= Tatomir Anđelić =

Serbian mathematician

Tatomir P. Anđelić (Serbian Cyrillic Татомир П. Анђелић ) was a Serbian mathematician, academic and an expert in mechanics.

==Biography==
Tatomir P. Anđelić was born on November 11, 1903, in a small village Bukovica, near Mrcajevci between towns of Čačak and Kraljevo in the family of six children. His mother Dmitra was illiterate, but his father Pavle, a landowner with rudimentary schooling, was a people's democratic delegate.

He finished elementary school in town of Mrčajevci in 1914, and resumed his education after the World War I in 1919. In one year, he successfully passed six grades of then gymnasium, and his senior grade passed successfully in town of Čačak in 1922.
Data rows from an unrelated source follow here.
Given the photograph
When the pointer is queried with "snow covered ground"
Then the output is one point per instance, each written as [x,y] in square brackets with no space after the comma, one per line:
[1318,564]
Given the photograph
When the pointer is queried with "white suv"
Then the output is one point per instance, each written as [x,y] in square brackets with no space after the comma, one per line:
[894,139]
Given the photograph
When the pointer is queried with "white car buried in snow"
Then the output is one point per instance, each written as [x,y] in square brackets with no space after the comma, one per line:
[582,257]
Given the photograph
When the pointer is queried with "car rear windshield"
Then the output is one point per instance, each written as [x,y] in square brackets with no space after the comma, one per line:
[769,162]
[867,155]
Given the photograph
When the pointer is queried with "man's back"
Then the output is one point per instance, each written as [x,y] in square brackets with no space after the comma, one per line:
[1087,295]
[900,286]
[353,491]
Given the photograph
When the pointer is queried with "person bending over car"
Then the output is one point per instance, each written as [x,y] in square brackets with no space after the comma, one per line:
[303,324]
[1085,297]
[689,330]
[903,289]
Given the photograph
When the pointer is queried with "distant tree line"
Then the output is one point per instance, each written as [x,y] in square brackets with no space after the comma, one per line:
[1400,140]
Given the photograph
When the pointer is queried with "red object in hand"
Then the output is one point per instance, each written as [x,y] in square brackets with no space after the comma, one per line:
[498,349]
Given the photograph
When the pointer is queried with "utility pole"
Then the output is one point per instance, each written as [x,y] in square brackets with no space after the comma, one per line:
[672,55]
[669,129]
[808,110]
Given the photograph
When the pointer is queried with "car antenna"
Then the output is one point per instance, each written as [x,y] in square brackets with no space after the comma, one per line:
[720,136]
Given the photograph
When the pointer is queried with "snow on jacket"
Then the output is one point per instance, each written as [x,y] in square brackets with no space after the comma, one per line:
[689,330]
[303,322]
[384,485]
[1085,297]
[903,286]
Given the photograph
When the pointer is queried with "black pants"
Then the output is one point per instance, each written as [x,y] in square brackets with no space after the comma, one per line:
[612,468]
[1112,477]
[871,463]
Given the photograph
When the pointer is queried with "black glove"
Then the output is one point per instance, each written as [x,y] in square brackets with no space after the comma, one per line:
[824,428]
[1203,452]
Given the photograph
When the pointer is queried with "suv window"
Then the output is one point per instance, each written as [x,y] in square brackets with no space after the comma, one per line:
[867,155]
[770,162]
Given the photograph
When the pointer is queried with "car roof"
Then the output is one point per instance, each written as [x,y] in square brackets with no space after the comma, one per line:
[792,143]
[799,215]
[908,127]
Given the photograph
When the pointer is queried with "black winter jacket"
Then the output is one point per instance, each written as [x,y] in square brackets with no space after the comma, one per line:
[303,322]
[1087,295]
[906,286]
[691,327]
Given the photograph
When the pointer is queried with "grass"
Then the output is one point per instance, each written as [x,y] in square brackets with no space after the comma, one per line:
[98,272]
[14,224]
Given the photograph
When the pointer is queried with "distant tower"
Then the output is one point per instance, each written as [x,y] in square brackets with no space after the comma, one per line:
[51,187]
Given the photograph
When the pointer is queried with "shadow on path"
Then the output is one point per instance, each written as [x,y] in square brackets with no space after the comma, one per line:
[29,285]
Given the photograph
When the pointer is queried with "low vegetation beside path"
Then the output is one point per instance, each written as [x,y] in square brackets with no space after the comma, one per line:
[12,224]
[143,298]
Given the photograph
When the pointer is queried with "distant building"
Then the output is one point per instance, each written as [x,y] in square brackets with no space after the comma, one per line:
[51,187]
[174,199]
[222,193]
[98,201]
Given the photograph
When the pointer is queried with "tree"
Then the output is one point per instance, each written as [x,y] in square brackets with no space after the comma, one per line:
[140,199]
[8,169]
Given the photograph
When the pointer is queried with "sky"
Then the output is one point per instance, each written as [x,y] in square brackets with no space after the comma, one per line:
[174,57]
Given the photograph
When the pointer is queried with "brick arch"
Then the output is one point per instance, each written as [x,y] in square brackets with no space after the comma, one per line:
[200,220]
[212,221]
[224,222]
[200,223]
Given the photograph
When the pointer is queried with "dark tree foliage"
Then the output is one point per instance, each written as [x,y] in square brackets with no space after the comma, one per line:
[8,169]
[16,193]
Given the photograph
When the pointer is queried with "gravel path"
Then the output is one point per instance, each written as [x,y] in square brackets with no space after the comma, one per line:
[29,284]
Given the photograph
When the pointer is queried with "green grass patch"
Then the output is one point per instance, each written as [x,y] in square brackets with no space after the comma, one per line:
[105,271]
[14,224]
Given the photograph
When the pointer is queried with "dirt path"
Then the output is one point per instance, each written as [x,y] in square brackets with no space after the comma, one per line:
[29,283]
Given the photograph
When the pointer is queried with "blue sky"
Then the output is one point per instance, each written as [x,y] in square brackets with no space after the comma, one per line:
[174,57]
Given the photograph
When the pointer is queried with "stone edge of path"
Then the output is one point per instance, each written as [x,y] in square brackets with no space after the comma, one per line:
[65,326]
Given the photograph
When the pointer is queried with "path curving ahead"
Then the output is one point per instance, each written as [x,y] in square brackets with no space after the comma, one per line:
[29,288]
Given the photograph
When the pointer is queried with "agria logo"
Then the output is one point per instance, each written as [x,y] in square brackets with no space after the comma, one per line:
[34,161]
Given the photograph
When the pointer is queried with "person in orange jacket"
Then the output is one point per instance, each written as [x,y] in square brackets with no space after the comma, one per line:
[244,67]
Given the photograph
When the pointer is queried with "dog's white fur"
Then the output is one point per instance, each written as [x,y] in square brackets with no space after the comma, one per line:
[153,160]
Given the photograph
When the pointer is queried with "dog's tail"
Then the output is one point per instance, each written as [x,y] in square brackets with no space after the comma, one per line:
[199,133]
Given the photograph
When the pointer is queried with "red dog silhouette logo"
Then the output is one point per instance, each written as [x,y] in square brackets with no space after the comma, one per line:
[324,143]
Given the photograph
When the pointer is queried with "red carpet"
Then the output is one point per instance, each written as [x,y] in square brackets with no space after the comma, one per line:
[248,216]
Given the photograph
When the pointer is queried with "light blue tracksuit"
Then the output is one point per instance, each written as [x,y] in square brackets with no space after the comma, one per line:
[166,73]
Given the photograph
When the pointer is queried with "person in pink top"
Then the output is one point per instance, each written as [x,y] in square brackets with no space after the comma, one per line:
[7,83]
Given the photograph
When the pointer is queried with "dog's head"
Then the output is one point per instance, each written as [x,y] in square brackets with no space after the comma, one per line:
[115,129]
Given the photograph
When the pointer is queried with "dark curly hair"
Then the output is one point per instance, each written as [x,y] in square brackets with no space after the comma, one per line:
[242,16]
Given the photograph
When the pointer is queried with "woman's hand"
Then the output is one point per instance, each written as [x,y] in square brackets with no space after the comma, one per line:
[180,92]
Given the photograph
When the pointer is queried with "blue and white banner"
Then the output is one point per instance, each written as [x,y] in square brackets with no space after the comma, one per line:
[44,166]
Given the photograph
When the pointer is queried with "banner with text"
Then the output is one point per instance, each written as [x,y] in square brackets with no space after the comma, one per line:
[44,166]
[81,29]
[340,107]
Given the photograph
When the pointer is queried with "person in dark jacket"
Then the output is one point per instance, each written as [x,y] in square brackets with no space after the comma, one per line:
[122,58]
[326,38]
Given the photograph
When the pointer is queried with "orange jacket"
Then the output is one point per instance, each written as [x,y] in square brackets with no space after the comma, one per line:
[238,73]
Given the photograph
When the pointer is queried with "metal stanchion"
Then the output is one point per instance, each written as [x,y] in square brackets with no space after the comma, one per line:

On his own accord he studied mathematics, physics and astronomy at the University of Heidelberg in Germany, from 1922 until 1927. He spent the 1927–1928 academic year at the University of Belgrade in the Department of Philosophy. As a scientist he was most influenced by Mihailo Petrović (1868–1943), Milutin Milanković (1879–1958) and Anton Bilimović (1879–1970).

From October 1928 until September 1945 he taught mathematics in high school, mostly in the Second Belgrade's Gymnasium and First Belgrade Gymnasium. At the same time, he was employed by the University of Belgrade part-time as teacher's assistant at the department of mechanics in the class of Professor Bilimović.

A school in Mrčajevci is named after him.